Posted: 04 May 2011 05:17 PM PDT

PORTLAND, Ore (Reuters) – A train derailed and smashed into a parked train carrying ethanol outside Portland, Oregon on Wednesday, sparking an intense fire that forced homes and businesses to evacuate.

The flames were so fierce that firefighters were withdrawn from the immediate area and attacked it from turrets from across a highway, Portland Fire and Rescue Bureau spokeswoman Alisa Cour told Reuters.

Crews dumped water on the blaze for about three hours before putting it out about 4 p.m. local time, Cour said.

Homes and businesses were evacuated for a one-half mile radius but no injuries were reported.

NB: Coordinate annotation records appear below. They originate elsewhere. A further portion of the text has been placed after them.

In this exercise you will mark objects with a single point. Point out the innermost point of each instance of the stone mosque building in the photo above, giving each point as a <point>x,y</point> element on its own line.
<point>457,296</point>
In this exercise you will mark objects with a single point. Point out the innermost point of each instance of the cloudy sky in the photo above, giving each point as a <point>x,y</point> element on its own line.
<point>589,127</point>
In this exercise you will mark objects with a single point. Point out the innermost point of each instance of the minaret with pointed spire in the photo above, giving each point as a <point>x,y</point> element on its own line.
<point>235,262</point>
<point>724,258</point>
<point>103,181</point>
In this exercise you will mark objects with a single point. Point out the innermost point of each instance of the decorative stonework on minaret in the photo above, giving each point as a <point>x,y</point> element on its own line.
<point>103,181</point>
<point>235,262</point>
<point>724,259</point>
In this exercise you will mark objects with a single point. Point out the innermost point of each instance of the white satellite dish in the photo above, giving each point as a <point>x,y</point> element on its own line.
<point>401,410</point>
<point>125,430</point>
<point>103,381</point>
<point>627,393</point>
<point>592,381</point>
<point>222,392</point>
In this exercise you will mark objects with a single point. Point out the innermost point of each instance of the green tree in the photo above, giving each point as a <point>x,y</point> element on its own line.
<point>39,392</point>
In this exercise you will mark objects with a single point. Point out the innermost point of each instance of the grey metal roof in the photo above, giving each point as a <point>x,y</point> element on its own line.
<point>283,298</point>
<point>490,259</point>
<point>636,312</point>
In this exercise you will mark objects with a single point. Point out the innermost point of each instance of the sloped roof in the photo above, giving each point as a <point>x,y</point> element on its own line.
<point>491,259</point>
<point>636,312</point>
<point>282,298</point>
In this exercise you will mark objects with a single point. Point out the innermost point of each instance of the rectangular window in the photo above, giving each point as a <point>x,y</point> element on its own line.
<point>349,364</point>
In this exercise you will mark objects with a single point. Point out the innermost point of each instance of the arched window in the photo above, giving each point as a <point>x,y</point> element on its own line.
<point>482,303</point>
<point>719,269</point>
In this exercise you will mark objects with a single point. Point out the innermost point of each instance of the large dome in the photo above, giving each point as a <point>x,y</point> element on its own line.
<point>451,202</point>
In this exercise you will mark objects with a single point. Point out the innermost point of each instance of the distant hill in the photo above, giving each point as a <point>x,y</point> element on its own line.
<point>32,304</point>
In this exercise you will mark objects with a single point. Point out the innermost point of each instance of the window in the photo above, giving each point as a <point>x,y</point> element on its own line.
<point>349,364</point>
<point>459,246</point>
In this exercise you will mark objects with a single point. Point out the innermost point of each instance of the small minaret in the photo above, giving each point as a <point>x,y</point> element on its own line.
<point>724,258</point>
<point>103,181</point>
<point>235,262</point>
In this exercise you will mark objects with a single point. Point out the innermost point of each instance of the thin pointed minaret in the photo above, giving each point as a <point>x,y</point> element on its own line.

Firefighters were still spraying water after the fire was out "to make sure there are no residual flames," Cour said.

Several agencies are on the scene evaluating the area around the accident for possible environmental issues.

Cour estimated that between 30-40 trucks from Portland, Scappoose Fire Department and Tualatin Valley Fire and Rescue were at the scene.

Three of the 13 tanker cars carrying ethanol were burning, said Michael Williams, director of corporate communications for Genesee & Wyoming Inc., which owns the railroad.

Highway 30, which runs parallel to the train tracks, was closed.

The cause of the derailment is not yet known, Williams said.

Cour had no estimate of how long it would take to douse the fire.